Alignment scholars often make arguments from limits:
In the limit, AIXI perfectly maximises reward. Hence, it is impossible to design an agent that is indifferent to its off switch being pressed; it will either be rewarded when it is pressed (and seek to press it) or punished (and seek to prevent its pressing).
The limit of predicting text is predicting the underlying processes that generated said text; the simplest way to predict a process is to directly simulate the process, and since intelligent humans are the text-generating process, language models are destined to be intelligent.
As AI becomes more powerful, they get better at modelling human behaviour. In the limit, AI can perfectly predict all human behaviour. This should worry us, as an adversary who can perfectly predict you can easily outwit you.
These arguments rely on an implicit assumption that the limit is in some way instantiable; the limit represents a real thing that could exist in the world, that we fleshy humans can interact with. Often, the assumption is that the elements of the sequence grow to approximately resemble the limit—if we set a large enough N, then the Nth element of the sequence is basically equivalent to the limit for practical purposes.
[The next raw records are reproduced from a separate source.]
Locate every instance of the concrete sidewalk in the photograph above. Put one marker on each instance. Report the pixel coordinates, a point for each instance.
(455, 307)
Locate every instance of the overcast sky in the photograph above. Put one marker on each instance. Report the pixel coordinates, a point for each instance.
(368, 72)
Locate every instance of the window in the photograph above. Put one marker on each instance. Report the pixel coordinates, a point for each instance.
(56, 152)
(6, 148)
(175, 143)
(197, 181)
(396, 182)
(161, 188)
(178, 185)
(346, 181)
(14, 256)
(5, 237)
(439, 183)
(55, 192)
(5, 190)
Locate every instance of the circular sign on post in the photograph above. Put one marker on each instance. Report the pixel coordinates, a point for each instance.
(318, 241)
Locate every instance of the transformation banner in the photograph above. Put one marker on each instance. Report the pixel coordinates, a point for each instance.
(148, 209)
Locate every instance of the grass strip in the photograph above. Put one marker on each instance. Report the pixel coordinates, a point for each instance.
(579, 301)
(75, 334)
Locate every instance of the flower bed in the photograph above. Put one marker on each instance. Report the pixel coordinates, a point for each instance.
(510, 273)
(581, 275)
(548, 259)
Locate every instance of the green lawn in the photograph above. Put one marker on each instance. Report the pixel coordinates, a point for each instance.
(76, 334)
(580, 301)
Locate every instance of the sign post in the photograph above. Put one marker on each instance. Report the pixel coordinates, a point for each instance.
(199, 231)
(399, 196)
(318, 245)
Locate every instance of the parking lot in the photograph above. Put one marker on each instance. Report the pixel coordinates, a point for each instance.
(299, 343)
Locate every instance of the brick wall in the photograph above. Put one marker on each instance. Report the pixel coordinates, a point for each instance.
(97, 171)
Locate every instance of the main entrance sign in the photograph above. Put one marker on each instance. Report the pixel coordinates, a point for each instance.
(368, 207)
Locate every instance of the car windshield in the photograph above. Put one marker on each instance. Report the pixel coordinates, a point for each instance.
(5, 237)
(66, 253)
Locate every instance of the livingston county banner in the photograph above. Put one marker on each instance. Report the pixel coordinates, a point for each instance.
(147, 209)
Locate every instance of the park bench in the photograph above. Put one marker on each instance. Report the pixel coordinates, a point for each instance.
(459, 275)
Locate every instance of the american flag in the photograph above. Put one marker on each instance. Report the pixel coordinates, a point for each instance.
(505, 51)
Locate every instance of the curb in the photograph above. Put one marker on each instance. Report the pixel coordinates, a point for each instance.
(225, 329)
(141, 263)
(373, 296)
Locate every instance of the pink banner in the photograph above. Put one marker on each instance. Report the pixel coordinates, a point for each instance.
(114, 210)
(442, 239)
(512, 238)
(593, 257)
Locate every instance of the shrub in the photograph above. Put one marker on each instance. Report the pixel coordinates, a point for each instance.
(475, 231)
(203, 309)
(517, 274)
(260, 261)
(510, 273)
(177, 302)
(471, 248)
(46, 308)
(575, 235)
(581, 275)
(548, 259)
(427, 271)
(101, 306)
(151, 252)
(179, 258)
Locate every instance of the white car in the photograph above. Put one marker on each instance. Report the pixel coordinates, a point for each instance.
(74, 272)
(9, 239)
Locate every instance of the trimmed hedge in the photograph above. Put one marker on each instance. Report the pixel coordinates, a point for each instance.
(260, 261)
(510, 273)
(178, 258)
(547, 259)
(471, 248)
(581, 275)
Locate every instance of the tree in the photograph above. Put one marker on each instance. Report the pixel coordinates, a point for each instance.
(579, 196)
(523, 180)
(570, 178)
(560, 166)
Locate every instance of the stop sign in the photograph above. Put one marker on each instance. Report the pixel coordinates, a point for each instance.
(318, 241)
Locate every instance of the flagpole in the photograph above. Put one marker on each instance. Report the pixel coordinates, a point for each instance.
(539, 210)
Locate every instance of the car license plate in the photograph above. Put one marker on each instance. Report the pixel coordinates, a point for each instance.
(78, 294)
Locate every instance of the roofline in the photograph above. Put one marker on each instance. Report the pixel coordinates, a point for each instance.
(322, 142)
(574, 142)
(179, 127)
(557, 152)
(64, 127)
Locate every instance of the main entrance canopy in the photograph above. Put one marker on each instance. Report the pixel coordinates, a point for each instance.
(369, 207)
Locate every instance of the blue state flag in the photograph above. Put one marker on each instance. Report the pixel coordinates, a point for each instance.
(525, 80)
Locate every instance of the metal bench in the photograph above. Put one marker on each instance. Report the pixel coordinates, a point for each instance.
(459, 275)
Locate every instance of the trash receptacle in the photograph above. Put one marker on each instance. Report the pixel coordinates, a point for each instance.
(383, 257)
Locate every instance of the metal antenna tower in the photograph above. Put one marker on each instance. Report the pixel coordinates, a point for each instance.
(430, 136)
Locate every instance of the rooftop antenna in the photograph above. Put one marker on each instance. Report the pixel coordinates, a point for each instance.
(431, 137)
This assumption, that the limit is (approximately) instantiable, is not guaranteed by the mathematics. Further, it seems like most of the interesting properties of limits that worry alignment researchers are the very properties we would expect not the be approximately instantiable. For instance, an AI with uncertainty in its models has an incentive to explore and reduce its uncertainty, which it must balance with the incentive of exploiting the knowledge it already has. A system with no uncertainty, on the other hand, has no explore incentive. It can monomaniacally pursue its terminal goals unhindered by doubt. The limit of reduced uncertainty is monomania, but one cannot reduce uncertainty to zero; therefore, no agent will monomaniacally pursue its terminal goals.
In this talk, Blaine Rogers will talk about sequences and limits, discuss the extent to which the alignment community relies on limit thinking, and see how much of the Yudkowsky doom narrative falls apart under unlimited scrutiny.